29 Apr 2012

The Joy of Sorrow

"How to be happier in X simple steps!" "A happier you guaranteed!" "Happiness makes the world go round!" It's not surprising how feverishly we pursue happiness in our world today, and not merely because we like being happy; "studies"* have shown a boost in our immunity system, slower ageing, less risk for high blood pressure, and other lowered likelihoods of contracting ailments can stem from an improvement in overall mood. *(not fully confirmed, but these rumours still circulate the media a lot)

If happiness is so wonderful to experience, it'd be natural to completely shun away from its polar opposite, sorrow. Depression itself can be classified as a mental illness. People prefer happy endings over sad ones. Nobody comes up with a book titled "How to be sadder in X simple steps!" and sells millions of copies... or at least I don't know of such an instance yet. The proportion of people that like to indulge in feelings of sadness or anger are seen as "abnormal"; look how often the emo/goth kids get teased! 

Or are we also foolish for choosing to not even look sadness in the eye? Why are we so afraid to be sad or angry? Most of us have been conditioned to "look on the bright side of life" and "smile even when it hurts".  Is this correct behaviour?

In some cultures we've also been taught to seek out balance. To strike balances between work and play, self-indulgence and altruism, conformism and rule-bending... so why not a healthy mix of joy and sorrow? It's certainly wonderful to feel happy, but is it desirable to feel that happy in the long run? It sure is a nice feeling to see the beauty of the world around us, but we sometimes miss the weeds hidden in the flower garden that if left untreated could overwhelm the whole place and leave no room for the pretty sunflowers, roses, tulips et cetera. Indulging in optimism can sometimes make us neglect pressing problems, that if discovered too late, could cause us to crash and break down. 

This is what most of us like to refer to as procrastination.

In the less likely cases when you are really nearing a nervous breakdown with work still left undone, it could be more beneficial to put the work away temporarily and give yourself a quick break. Get yourself a little period of entertainment, with restraint of course. Then you can return to your work as a more productive person in a lighter mood, and are able to tackle the work much quicker. However, if you decide to procrastinate in a situation where it'd be much faster to get the problem over with, it'd be more likely that the problem would worsen. It does feel good to not be dealing with problems and just be enjoying yourself, but the weeds would have more time to grow and spread. Usually it's better to just get your hands dirty and uproot the weeds quickly.

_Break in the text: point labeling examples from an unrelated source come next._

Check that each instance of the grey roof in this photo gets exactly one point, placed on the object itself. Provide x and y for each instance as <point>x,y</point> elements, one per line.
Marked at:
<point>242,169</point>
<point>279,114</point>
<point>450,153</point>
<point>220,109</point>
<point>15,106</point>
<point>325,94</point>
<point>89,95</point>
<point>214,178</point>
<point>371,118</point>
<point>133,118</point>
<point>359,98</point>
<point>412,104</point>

Moving on to another point: sometimes we think we are happy by smiling a lot and saying nice positive things and living healthily, when in fact it's merely nothing more than a cover-up. Just like putting concealer over your face to cover your dark marks and scars, you may appear to have perfect complexion, but in fact the flaws still exist, and might even worsen with too much concealer. Indulging in "happy" activities might help you alleviate your mood to some extent, but the root cause still persists. It's usually more effective to acknowledge that something's not right and vent out your frustration, rather than bottle it up and hide it with fake smiles. It'd be much worse when you eventually just cannot hold all the negative feeling in, and just crash. Expressing your sorrow works better than trying to dilute it with sickening amounts of joy.

We'd usually prefer a utopia where very few problems exist and we're mostly happy, but we know just how unrealistic it is in this world where problems pop up rapidly. And to only "look on the bright side of life" can distort our view of the real world. It's hard to deal with real world problems if you aren't even able to see them through your rose-tinted glasses, right? Being too indulgent in joy can make you miss the plight of others: social inequality, poverty/disease-stricken populations, jobless people with families to support... the people who selflessly devote themselves to such causes do not only pursue self-satisfaction, but also sacrifice some things for the sake of alleviating the situation of others. The "downgrading" of an individual's happiness in exchange for the greater improvement of many other's situations is a good deal, especially from the utilitarian viewpoint!

And who says that you can only see the beauty of everything when you are happy and never sad? Without first experiencing sadness, how would you appreciate happiness? Sorrow provides a standard to compare against. If you have never felt like crap before, it'd be harder to understand just how lucky you are to be enjoying your improved state. Only when you remember how low you were would you better understand how much higher you are now.

In short, sadness and happiness are not mortal enemies, where one must be forgone completely in order to embrace the other. Instead one should not be attained without the other. What we should strive for is not total happiness, but rather a healthy mix of positivity and negativity, allowing us to keep ourselves grounded to reality while maintaining a healthy outlook on life. To drown in sorrow is to completely give up on life and what it can offer, but to indulge in excess happiness is to lead a warped version of life. 

A good cup of coffee has to have the right mix of sweetness and bitterness; too much of either renders it undrinkable.